After going back and forth a few times I made him a final offer, not only by the kindness of my heart, but I figured it would cost me more to defend this in small claims court if it went that far. We’re talking at least a half a day of lost work, finding a parking space, waiting in the courthouse til we’re called. Etc. I told him I’ll chip in 1/3 for a used one, he can get the painter lady to chip in 1/3 since she’s the one that said to use “that” spigot, and he can pay for the other 1/3 because he’s the one that left it under the water spigot. He refused again.
(Actually I considered offering 1/6 the cost for a used one. According to his logic, if I was responsible because I used a spigot to, of all things, hook a hose up to, then the painter lady who told me to use it, the homeowner, the builder who installed the spigot there, the city of Santa Clarita who approved the plans to install a spigot there, and of course, the handyman who stored his ipad mini under it, would all have part responsibility.)
Sure enough, a month or so later I get a call from a person that wants to discuss the small claims filing. What filing? I never got any notice. Ah, she was one of the producers for People’s Court. You know, that daytime small claims court TV program that started over 20 years ago with Judge Wapner. Here’s the deal, I get flown to New York, limousined to the hotel, limousined to the studio where the show is taped, limousined back to the airport, given $80 for food while I’m there, and, for the topping… if I were to lose, they would pay for any judgement! If I win, I get $250 for my troubles.

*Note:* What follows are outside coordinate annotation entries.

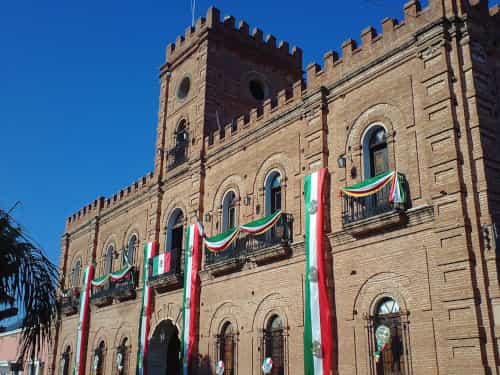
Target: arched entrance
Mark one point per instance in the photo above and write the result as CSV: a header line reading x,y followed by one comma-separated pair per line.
x,y
164,350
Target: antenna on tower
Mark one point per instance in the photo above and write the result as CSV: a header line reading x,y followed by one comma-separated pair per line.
x,y
193,10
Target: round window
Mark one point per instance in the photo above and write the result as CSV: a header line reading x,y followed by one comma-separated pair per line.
x,y
183,88
257,89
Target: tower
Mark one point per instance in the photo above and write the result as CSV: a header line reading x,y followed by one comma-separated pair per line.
x,y
214,73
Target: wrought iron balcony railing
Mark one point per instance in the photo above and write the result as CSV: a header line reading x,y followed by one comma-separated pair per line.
x,y
356,209
260,247
121,290
171,279
69,301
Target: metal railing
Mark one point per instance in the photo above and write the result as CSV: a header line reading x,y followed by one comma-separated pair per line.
x,y
69,303
114,288
247,244
355,209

Of course the first thought in my mind was… “Can I bring my wife?” Sure, no problem. If I had known what day the taping was taking place we could have stayed another day or two – on them. If you’re gonna get sued, this was certainly the way to do it.
Now for the verdict that I know you’re all waiting for. Let’s just say that I talked more about my business and the pooper scooper industry than the facts of the case. Although, I don’t know how much editing will take place since the episode has not aired at the time of writing this. I’ll leave a space to post the episode when it does. I’m sure Ralph Edwards and Stu Billett, the producers, won’t mind if all four of my followers know the results before the episode airs, but after tearing into the plaintiff for being stupid for leaving an electronic device under a water spigot… judgement for the defendant! Woo hoo! Yea me! The funniest part of about this whole ordeal was even after given several opportunities to take any personal responsibility, the plaintiff still refused!
The moral of this particular story, if you’re in business, get general liability insurance because you never know who’s going to sue you or for what insanely stupid reason they will sue you for!